The difficulty of organizing this sector cannot be overstated: Home care workers, like nannies and other domestic workers, labor in isolation without coworkers or a central office or factory floor. Most of them are female, people of color and immigrants. As a former SEIU home care organizer said (on condition of anonymity), "It's such a dispersed and isolated workforce. There’s no worksite. We have to find these people in their homes and go visit them in their homes. It can take a full day of driving to visit two workers."
This atomized structure has, in some cases, produced a situation where “it’s common to meet public sector employees who don’t know their union,” said Stephanie Luce, associate professor of labor studies at the City University of New York. “Our labor law’s set up in a way to let unions do all the work but not have a relationship to the employees,” particularly those who labor in the home.
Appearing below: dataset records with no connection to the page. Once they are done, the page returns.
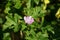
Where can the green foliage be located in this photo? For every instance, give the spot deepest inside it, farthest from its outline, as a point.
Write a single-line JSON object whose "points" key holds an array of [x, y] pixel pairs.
{"points": [[15, 11]]}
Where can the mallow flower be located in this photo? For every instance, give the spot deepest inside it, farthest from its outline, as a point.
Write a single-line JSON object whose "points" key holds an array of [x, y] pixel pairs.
{"points": [[28, 19]]}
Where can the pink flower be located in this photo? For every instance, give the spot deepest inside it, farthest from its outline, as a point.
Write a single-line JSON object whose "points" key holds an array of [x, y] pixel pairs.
{"points": [[28, 19]]}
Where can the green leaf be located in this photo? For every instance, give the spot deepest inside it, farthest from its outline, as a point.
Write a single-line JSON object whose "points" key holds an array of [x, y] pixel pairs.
{"points": [[36, 1], [8, 23], [11, 21], [23, 27], [17, 4], [6, 36], [28, 3]]}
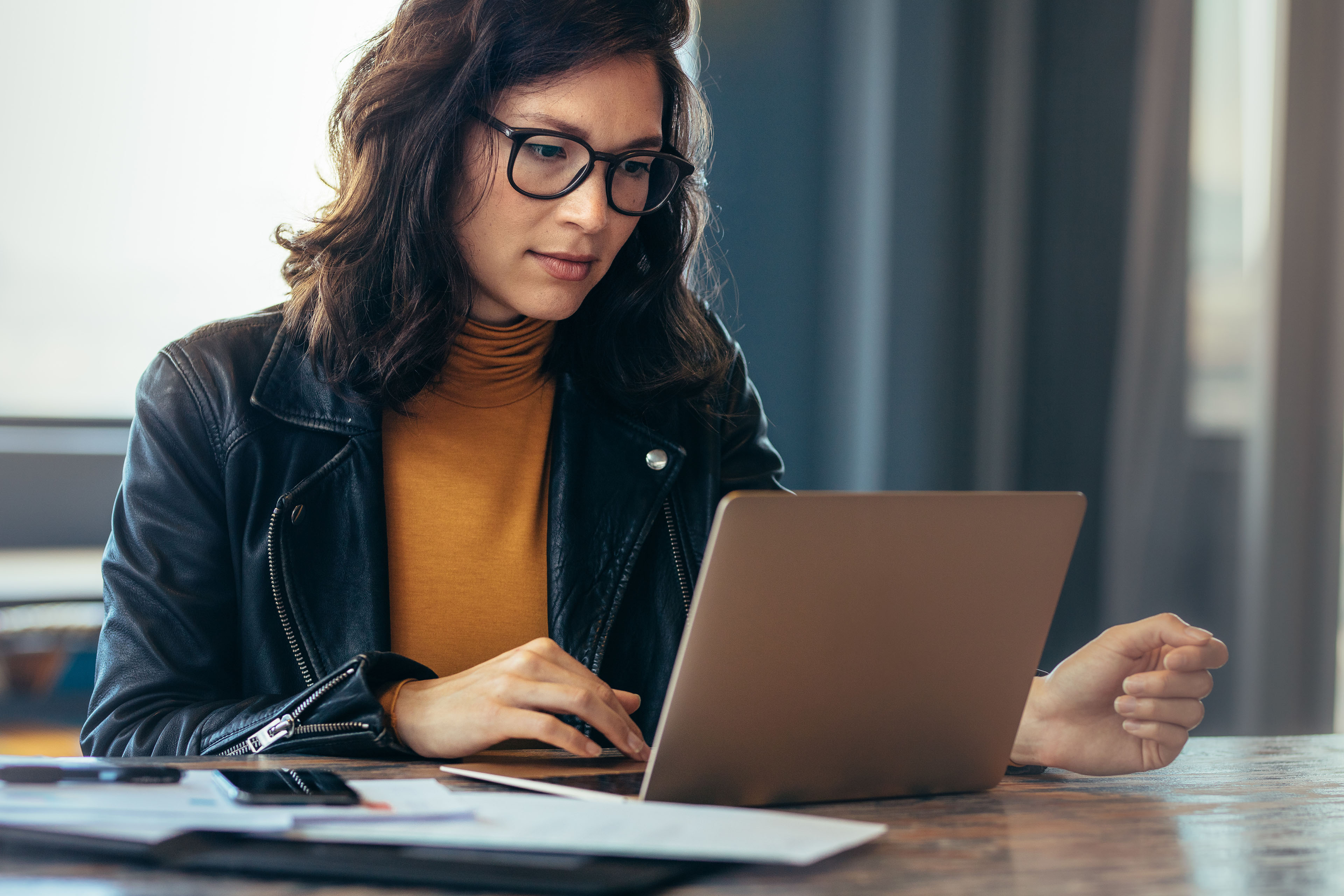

It appears that the home-based, traditionally female domestic workforce is just the latest statistic in the country’s move toward a “right to work” model, a euphemism for the legal structure permitting union-represented workers to avoid union membership and dues. Home care workers have eked out union contracts in Nevada, but none in any other right-to-work states.
In the wake of the Harris case, Luce believes that, “Unions will need to think about creative solutions to counter these attacks. … I think they would do better to look for strategies that go beyond service provision — finding ways to be more integral to workers’ daily lives, beyond the paycheck alone.”